Sugars-based ingredient (SBI) labelling is, however, a reality now when switching over to the new rules. The purpose of making it mandatory to corral and identify SBIs is to expose sources which might be unsuspected and declare them in their collective descending of proportioning in a list of ingredients. The intent is to provide consumers a means to gauge the relative proportion of such ingredients more readily within a list of ingredients. The quantitative amount of total sugars and the new per cent daily thereof is a core feature of a new nutrition facts table (NFt). Health Canada elected not to differentiate added sugars from total sugars in the NFt, as is the case in the U.S. One argument for this was that sugar is sugar, regardless of its source. It would also have placed a burden on industry to differentiate amounts of added and intrinsic sugars in an NFt. This could only be achieved by adjusting the total sugar content by the added sugars in the formulation.
Instead, added sugars are differentiated in the ingredients list. There is still incentive for manufacturers to reduce the amount of added sugars, as no manufacturer generally likes to see SBIs declared collectively after the heading “Sugars” as the first ingredient, or even close to the first ingredient. There are however some drawbacks to this perfect plan. For one, when the content of sugar in a food is less than 0.5 g it can be rounded to zero. If a food contains a small amount of a SBI, such as maltodextrin that is not otherwise recognized as a dietary fibre, the NFt would declare 0 g sugars and the ingredient list would declare “Sugars (maltodextrin).” This is confusing. In November 2020, Health Canada issued a notice of an intent to amend the Food and Drug Regulations (FDR) in the future to provide for an exception to SBI labelling in such cases. In the interim, however, there would be no objection where SBIs are not declared as such when the amount of sugar in the NFt may be declared as zero.
However, the gate on making a “no sugar added” claim is still fiercely guarded. The addition of sugars that functionally substitute for added sugars, such as a small amount of honey, would invalidate this claim even if the total sugars are declared as zero. The current phasing of what constitutes “functionally substitute for added sugars” is not aligned with the definition of a SBI. Health Canada had however, proposed to do so. That unfortunately was part of proposed front-of-packaging nutrition symbol labelling that is now stale. One day the criteria will perhaps be aligned with SBI labelling.

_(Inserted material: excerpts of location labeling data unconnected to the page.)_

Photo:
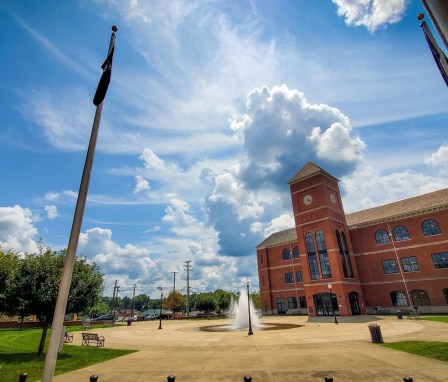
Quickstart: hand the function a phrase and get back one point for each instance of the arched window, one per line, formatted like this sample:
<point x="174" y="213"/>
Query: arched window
<point x="382" y="237"/>
<point x="295" y="252"/>
<point x="401" y="233"/>
<point x="286" y="254"/>
<point x="431" y="227"/>
<point x="398" y="299"/>
<point x="347" y="256"/>
<point x="420" y="297"/>
<point x="312" y="258"/>
<point x="323" y="255"/>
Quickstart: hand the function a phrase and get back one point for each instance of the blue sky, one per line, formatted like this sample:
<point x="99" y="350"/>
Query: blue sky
<point x="213" y="106"/>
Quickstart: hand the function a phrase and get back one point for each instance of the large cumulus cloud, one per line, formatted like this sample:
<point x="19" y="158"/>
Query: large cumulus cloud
<point x="17" y="230"/>
<point x="279" y="132"/>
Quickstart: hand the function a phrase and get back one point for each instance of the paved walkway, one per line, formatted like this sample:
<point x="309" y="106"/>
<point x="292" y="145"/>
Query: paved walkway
<point x="308" y="353"/>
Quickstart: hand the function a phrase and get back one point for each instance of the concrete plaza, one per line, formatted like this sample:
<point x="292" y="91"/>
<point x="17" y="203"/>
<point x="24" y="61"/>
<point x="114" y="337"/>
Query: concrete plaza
<point x="307" y="353"/>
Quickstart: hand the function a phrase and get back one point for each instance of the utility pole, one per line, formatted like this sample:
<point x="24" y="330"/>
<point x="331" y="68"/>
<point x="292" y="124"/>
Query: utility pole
<point x="174" y="286"/>
<point x="187" y="267"/>
<point x="133" y="302"/>
<point x="112" y="307"/>
<point x="116" y="300"/>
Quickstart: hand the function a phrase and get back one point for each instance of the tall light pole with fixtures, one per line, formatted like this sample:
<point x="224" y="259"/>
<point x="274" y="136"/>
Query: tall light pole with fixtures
<point x="331" y="302"/>
<point x="248" y="307"/>
<point x="160" y="314"/>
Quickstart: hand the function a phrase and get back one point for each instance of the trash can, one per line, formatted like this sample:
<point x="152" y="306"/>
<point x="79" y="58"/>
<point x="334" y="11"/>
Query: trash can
<point x="375" y="333"/>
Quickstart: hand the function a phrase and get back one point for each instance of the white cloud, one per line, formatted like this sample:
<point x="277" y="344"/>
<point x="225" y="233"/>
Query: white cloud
<point x="280" y="124"/>
<point x="52" y="212"/>
<point x="439" y="160"/>
<point x="367" y="187"/>
<point x="17" y="231"/>
<point x="335" y="144"/>
<point x="372" y="14"/>
<point x="131" y="261"/>
<point x="141" y="184"/>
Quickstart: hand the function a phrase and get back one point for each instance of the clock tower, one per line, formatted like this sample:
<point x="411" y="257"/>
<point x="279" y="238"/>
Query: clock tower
<point x="329" y="270"/>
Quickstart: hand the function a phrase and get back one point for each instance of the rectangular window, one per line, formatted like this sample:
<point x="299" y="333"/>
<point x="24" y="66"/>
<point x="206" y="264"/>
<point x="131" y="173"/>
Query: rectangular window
<point x="398" y="299"/>
<point x="389" y="266"/>
<point x="289" y="278"/>
<point x="410" y="264"/>
<point x="292" y="302"/>
<point x="281" y="306"/>
<point x="314" y="268"/>
<point x="440" y="260"/>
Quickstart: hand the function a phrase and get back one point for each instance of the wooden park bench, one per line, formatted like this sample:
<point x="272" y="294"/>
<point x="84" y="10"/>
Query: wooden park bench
<point x="92" y="337"/>
<point x="68" y="337"/>
<point x="87" y="325"/>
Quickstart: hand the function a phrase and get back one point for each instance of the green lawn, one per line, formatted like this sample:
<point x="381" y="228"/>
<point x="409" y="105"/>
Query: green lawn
<point x="18" y="355"/>
<point x="435" y="318"/>
<point x="436" y="350"/>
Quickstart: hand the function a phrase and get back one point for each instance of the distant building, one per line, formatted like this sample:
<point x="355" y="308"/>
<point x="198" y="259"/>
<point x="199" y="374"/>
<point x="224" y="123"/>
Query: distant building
<point x="385" y="258"/>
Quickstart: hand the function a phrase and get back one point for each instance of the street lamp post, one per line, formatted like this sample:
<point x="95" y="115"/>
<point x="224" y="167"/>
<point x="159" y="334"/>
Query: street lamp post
<point x="160" y="314"/>
<point x="331" y="302"/>
<point x="248" y="308"/>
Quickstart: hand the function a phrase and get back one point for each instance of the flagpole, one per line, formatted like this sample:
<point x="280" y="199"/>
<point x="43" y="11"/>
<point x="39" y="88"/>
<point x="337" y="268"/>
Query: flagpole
<point x="64" y="287"/>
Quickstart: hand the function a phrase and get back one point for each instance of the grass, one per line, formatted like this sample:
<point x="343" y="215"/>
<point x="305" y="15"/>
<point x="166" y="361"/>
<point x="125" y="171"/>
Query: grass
<point x="18" y="355"/>
<point x="435" y="350"/>
<point x="435" y="318"/>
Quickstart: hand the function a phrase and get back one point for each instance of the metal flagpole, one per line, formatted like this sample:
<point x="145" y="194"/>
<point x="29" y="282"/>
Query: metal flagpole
<point x="64" y="287"/>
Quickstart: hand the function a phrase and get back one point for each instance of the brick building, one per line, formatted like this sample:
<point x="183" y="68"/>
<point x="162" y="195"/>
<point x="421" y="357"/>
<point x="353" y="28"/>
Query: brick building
<point x="388" y="258"/>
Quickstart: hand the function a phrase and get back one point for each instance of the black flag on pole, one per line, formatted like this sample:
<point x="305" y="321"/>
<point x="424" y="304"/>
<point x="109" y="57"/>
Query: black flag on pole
<point x="438" y="54"/>
<point x="101" y="90"/>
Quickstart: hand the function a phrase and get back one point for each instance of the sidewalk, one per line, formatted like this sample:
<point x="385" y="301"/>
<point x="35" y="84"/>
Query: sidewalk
<point x="306" y="353"/>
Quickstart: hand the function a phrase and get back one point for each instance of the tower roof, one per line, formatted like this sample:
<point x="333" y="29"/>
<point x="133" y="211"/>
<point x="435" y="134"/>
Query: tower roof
<point x="309" y="170"/>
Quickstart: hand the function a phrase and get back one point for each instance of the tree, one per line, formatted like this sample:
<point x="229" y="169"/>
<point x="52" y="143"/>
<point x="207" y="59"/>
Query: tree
<point x="142" y="302"/>
<point x="222" y="299"/>
<point x="36" y="286"/>
<point x="8" y="271"/>
<point x="175" y="302"/>
<point x="205" y="302"/>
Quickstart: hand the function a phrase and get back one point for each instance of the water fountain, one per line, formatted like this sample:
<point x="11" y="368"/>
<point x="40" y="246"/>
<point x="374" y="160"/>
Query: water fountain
<point x="240" y="313"/>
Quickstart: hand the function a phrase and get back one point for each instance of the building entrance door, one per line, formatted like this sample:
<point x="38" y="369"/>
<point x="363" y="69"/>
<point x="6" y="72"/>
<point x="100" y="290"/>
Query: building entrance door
<point x="354" y="304"/>
<point x="326" y="304"/>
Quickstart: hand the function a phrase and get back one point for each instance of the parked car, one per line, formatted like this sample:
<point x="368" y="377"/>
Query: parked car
<point x="104" y="317"/>
<point x="165" y="316"/>
<point x="150" y="316"/>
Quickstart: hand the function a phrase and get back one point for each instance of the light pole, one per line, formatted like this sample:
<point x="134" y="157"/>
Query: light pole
<point x="160" y="314"/>
<point x="331" y="302"/>
<point x="248" y="308"/>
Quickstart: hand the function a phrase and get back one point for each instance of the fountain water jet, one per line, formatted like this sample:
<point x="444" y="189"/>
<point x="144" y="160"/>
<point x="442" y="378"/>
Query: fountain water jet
<point x="240" y="313"/>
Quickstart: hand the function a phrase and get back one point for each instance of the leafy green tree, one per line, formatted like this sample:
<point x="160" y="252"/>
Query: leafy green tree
<point x="175" y="302"/>
<point x="205" y="302"/>
<point x="36" y="286"/>
<point x="142" y="302"/>
<point x="222" y="299"/>
<point x="8" y="270"/>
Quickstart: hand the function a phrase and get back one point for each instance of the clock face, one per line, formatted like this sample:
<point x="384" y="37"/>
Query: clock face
<point x="307" y="199"/>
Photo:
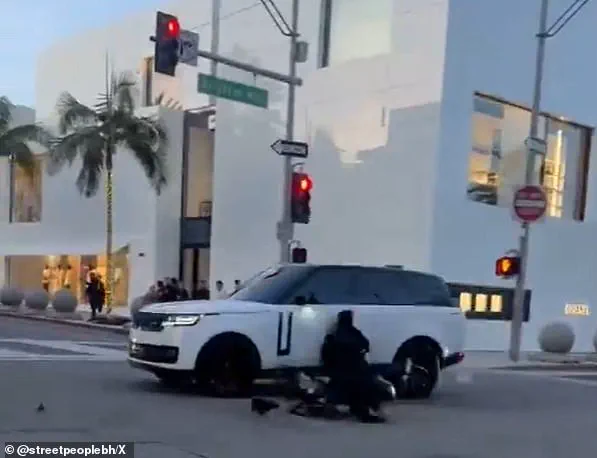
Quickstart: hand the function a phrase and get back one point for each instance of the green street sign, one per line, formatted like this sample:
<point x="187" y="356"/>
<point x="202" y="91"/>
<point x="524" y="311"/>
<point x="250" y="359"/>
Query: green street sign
<point x="232" y="90"/>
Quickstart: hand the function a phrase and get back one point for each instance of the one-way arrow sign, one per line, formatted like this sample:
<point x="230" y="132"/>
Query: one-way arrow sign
<point x="189" y="45"/>
<point x="290" y="148"/>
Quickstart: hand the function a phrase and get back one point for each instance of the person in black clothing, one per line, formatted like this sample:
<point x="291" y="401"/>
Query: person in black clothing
<point x="202" y="293"/>
<point x="96" y="295"/>
<point x="351" y="379"/>
<point x="161" y="291"/>
<point x="172" y="290"/>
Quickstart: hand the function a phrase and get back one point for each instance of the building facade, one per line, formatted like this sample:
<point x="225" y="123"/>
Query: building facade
<point x="416" y="113"/>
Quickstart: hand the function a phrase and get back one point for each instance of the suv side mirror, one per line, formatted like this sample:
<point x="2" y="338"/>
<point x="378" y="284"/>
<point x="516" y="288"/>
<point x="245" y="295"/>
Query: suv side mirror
<point x="300" y="300"/>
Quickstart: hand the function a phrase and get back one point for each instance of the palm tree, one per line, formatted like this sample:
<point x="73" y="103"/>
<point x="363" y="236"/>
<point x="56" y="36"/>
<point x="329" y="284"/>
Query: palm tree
<point x="14" y="141"/>
<point x="94" y="133"/>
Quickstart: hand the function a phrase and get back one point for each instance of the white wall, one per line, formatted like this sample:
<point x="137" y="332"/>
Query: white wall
<point x="491" y="48"/>
<point x="370" y="125"/>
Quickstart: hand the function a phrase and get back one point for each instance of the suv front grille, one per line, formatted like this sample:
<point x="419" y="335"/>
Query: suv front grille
<point x="149" y="321"/>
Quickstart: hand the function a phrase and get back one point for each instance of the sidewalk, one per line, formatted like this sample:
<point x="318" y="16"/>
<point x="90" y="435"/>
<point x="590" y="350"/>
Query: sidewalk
<point x="529" y="361"/>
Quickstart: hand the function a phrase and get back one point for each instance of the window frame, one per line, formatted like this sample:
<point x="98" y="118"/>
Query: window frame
<point x="507" y="295"/>
<point x="582" y="178"/>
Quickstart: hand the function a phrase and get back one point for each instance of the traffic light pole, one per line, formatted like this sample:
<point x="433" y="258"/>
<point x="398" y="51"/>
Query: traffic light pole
<point x="519" y="292"/>
<point x="286" y="226"/>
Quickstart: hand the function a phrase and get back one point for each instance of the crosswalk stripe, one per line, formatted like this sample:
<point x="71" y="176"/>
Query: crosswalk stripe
<point x="80" y="351"/>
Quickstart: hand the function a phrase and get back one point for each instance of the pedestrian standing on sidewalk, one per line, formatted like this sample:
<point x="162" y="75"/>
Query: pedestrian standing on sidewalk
<point x="96" y="295"/>
<point x="220" y="291"/>
<point x="202" y="293"/>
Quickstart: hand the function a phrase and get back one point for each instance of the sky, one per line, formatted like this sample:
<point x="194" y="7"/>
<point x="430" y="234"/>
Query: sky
<point x="30" y="26"/>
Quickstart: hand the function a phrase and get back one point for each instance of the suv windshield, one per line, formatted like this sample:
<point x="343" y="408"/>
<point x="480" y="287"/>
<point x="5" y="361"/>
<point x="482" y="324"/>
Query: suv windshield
<point x="270" y="285"/>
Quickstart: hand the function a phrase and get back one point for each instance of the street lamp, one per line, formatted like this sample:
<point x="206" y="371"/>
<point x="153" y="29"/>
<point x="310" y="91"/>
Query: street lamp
<point x="543" y="34"/>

There are other scenarios that are potentially confusing as well. SBI labelling is only applicable to first generation ingredients. When components of ingredients are declared parenthetically, they would not be subject to SBIs labelling. A food can therefore still have a high amount of SBIs, but because these are protected by parenthesis, would not be exposed as such.
Another drawback is that SBIs added in a small quantity get “bumped up” the list when other SBIs are also present. For example, let’s say a food contains “sugar” as the first ingredient and “maple syrup” as the last ingredient. This food must then be labelled with “Sugars (sugar, maple syrup)” as the first ingredient. Some consumers may think that the maple syrup is present in a more significant quantity than it is.
The definition of a SBI involves three tiers. The first two are generally easy to spot in a crowd. They include mono- and disaccharides, like sugar (sucrose), and sweetening agents, many of which are liquid or dried syrups including high fructose corn syrup. The last tier involves understanding what a “functional substitute for a sweetening agent” is. The definition for this in the FDR, reads, “a food — other than any sweetener or sweetening agent, including any sugars — that replaces a sweetening agent and that has one or more of the functions of the sweetening agent including sweetening, thickening, texturing or caramelizing.” What’s potentially nebulous is that a functional substitute for a sweetening agent does not have to be sweet. It can have the function of thickening, texturing or caramelizing, for example. Appreciating concentrated fruit juice as SBI seems more intuitive than non-dietary fibre-type maltodextrins. For guidance purposes, the CFIA has provided on its food labelling for industry website pages, Annex 1 of examples of SBIs and Annex 2 of what are not SBIs. Annex 2 includes foods that the CFIA believes consumers may recognize as potentially significant sources of added sugars. As such these are not subject SBI labelling. Fruit spread is in Annex 2 and fruit puree is Annex 1. Some things are harder to explain than others. New rules are not necessarily easier.